In [None]:
# Final Exam Spring 2025 - Adrian Halgas

**Problem 1 Clustering Noisy Images**

DATATSET 8358 sampled images with not-uniform label distribution. Each row is an image: first column is the label (digit), then the other 784 columns are pixel values. These images have noise in them; to achieve a better result, you need to work on the features first.

Task: Run a clustering algorithm on the given data set, extract k=10 clusters, and report entropy statistics using the given evaluation function (or write your own). You will have to decide the data preprocessing (if any) and the clustering algorithm. You can use scientific computing libraries (e.g. NumPy / SciPy) for both processing (for example PCA) and clustering (for example KMeans), and you can use any functions you developed in your previous homeworks.

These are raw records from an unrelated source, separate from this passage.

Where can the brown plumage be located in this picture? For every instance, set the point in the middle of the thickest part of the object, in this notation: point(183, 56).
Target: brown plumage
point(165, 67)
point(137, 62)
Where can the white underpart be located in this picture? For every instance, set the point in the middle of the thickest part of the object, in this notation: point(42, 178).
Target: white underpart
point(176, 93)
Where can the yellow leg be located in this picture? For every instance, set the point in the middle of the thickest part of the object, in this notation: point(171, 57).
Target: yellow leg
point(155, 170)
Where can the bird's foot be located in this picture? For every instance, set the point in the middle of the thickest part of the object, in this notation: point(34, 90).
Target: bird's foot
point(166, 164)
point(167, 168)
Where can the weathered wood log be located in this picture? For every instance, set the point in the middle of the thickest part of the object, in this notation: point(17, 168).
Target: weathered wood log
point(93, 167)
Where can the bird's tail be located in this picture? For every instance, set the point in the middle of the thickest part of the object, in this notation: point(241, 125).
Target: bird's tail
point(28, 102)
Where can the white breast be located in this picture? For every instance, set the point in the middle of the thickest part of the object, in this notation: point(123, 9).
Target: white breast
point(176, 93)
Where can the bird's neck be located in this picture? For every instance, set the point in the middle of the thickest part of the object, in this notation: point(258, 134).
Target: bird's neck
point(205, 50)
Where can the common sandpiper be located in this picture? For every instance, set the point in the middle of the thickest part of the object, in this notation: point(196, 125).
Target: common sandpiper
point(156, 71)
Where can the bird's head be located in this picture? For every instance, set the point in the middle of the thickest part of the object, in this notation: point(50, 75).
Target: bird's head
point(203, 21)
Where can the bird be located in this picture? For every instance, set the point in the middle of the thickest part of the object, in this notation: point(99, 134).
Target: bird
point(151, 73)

Labels are not to be used during the algorithm/clustering/preprocessing, but only for evaluation: print a confusion matrix of counts, calculate entropy on each row and column, and compute weighted_by_count average entropy for rows (labels) and columns (clusters). Make sure to include all datapoints into the K=10 clusters.

In [28]:
import numpy as np
import pandas as pd

In [29]:
# Loading the data from the file

# Path to the dataset file
file_path = '/content/pb1data_XW_8358.txt'

data = pd.read_csv(file_path, header=None)
print(f"dataset shape: {data.shape}")
data.head()

dataset shape: (8358, 785)


Unnamed: 0,0,1,2,3,4,5,6,7,8,9,...,775,776,777,778,779,780,781,782,783,784
0,0,53,40,119,95,66,4,56,101,52,...,13,86,136,9,70,83,60,53,17,88
1,0,42,100,31,126,79,135,84,22,69,...,13,68,35,41,121,51,122,38,36,78
2,0,60,10,16,115,73,124,1,25,62,...,19,77,25,82,18,116,82,76,61,28
3,0,125,76,87,48,101,48,74,11,51,...,121,108,25,97,30,32,131,34,50,125
4,0,24,48,136,84,141,79,82,28,89,...,88,69,141,129,48,37,67,81,108,122


In [42]:
from sklearn.decomposition import PCA
from sklearn.decomposition import KernelPCA
from sklearn.model_selection import train_test_split
from sklearn.cluster import KMeans
import random

# Set random seeds for reproducibility
np.random.seed(42)
random.seed(42)

X = data.values.astype(np.float32) / 255.0  # Scale pixel values to [0, 1]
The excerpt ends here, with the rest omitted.